One thing working very much in Yesterday is History‘s favour is that Jackson, himself a gay man who has taken his own journey to a very good place in life, is that it makes its premise really work for the heartfelt and funny tale it tells with dialogue that is funny and smart and prose redolent with insight, empathy and sweet, assuring take on queer love.
It’s a tricky act melding an off-the-wall idea with real flesh-and-blood humanity but Jackson does it beautifully, with time travel acting as the catalyst for a whole lot of changes in Andre’s life, many of which he is ill-equipped to deal with, just as we all are at his age.
He may be a smart, direct and logical who is fazed by very little at the start of his extraordinary journey but as the story progresses, anchored by a realness that belies the premise on which it rests, he realises there’s a lot he has to learn about life, love and all the stuff that fills up our existence when we’re not looking.
Andre, admittedly, has more to deal than most kids his age, but at the heart of it, he is another young man figuring out who he is away from his parents, whether that’s career-wise, love-wise or study-wise, and summoning up the courage to be someone entirely different from who expected to be.
In a story that is equal parts fantastical, moving, funny and just plain clever, we see again and again how challenging it can be to chart your own course, especially when you’re bouncing between now and then, but how enticingly thrilling things might be if you do.
“‘But why can’t we’ I argue. ‘There is a line between abusing power and using it to make the world better, Mrs. McIntyre. You’re smart enough to know when not to cross that line.’
She chuckles, but it’s one of those chuckles that is filled with sadness instead of comedy.
‘Stronger men and women than me have thought that they could do exactly what you’re suggesting, Andre. And every time, they realize that they have done more harm than good. And it breaks them.'” (P. 245)
A heart pleasing deep dive into the human condition in its adult-nascent form, Yesterday is History is an absolute pleasure to read.
It manages to take you on a marvellously unique adventure, adding something pleasingly original to the time travel genre which may look beyond any kind of reinvention, big or small, while never once straying from an examination of what it means to lose what you always thought was locked in and certain, and find that maybe, just maybe that’s not such a bad thing.
Yes, Andre’s journey is complicated by the most unusual of love triangles and true, not many people have to grapple with becoming accidental chrononauts after a liver transplant, but for all those extraordinary elements, Andre’s story is a very simple human one – we all want to be loved, to belong and feel like our lives matter, and Andre, of course, is no different.

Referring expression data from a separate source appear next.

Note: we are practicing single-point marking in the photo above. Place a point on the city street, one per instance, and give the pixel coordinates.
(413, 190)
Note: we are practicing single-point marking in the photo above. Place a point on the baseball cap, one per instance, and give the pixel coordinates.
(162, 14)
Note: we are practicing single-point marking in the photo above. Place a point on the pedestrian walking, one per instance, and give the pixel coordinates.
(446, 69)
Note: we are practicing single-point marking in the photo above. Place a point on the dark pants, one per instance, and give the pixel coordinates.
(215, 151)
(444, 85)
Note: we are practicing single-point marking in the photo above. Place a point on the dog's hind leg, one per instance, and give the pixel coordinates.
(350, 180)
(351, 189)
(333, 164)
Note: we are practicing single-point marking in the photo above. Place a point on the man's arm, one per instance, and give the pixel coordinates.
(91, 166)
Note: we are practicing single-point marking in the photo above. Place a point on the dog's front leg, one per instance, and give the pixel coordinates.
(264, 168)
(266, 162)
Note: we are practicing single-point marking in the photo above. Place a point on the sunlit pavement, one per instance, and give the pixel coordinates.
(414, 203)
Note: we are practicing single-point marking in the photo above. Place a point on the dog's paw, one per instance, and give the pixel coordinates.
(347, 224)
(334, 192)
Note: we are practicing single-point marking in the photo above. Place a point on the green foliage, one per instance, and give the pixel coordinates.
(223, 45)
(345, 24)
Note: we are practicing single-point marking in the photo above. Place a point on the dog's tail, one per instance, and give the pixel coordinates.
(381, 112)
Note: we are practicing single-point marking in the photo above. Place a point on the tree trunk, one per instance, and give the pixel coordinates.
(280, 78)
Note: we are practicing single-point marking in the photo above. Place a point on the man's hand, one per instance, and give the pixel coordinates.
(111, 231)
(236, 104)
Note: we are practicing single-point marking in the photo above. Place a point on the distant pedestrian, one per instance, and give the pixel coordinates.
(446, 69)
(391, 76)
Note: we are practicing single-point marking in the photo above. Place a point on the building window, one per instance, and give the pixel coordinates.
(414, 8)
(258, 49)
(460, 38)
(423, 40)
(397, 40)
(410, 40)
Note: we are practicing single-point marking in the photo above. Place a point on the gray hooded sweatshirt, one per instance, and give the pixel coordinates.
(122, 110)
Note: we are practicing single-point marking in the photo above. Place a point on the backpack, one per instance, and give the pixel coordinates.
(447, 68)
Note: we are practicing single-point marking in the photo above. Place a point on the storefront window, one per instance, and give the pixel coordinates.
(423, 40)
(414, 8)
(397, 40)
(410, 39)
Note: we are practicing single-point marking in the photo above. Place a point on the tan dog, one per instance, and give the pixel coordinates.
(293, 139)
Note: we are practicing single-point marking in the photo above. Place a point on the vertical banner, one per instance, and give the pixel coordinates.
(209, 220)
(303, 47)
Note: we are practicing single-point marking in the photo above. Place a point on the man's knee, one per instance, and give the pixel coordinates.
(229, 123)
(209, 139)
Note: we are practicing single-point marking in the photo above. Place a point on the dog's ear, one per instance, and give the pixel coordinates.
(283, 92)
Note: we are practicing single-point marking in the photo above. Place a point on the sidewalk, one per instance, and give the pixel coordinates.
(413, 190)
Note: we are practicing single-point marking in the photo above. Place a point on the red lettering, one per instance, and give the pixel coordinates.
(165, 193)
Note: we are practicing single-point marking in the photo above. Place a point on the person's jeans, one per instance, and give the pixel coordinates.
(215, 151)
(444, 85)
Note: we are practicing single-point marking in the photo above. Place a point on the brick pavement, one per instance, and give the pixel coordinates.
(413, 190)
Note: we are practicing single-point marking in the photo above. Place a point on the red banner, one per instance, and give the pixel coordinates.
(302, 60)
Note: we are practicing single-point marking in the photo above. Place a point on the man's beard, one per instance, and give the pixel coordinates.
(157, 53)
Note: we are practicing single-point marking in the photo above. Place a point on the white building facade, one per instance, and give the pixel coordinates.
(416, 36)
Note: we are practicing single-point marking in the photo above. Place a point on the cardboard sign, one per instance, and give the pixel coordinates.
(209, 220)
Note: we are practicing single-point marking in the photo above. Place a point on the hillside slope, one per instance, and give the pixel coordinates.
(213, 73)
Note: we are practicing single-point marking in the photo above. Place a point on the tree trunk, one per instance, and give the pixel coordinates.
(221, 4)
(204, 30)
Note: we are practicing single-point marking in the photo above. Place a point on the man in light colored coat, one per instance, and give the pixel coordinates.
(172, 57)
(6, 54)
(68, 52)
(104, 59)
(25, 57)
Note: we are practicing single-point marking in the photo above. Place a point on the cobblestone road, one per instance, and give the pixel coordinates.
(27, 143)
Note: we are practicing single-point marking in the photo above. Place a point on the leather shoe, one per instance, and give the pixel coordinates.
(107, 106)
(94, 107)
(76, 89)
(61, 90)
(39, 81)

Yesterday is History is an absolute joy to read, rich with heartfelt queer humanity, grief, loss, hope, vibrant humour, social commentary, ambition, doubt and fear and the most audaciously introduction to rethinking life’s priorities that anyone has had in a good long while, but at heart, a tale that is universal to all, one built around an achingly sweet and beautiful love story that simultaneously makes all the other stuff on the table of life make sense and not matter at all, because finally you belong and it feels better than you could ever have imagined.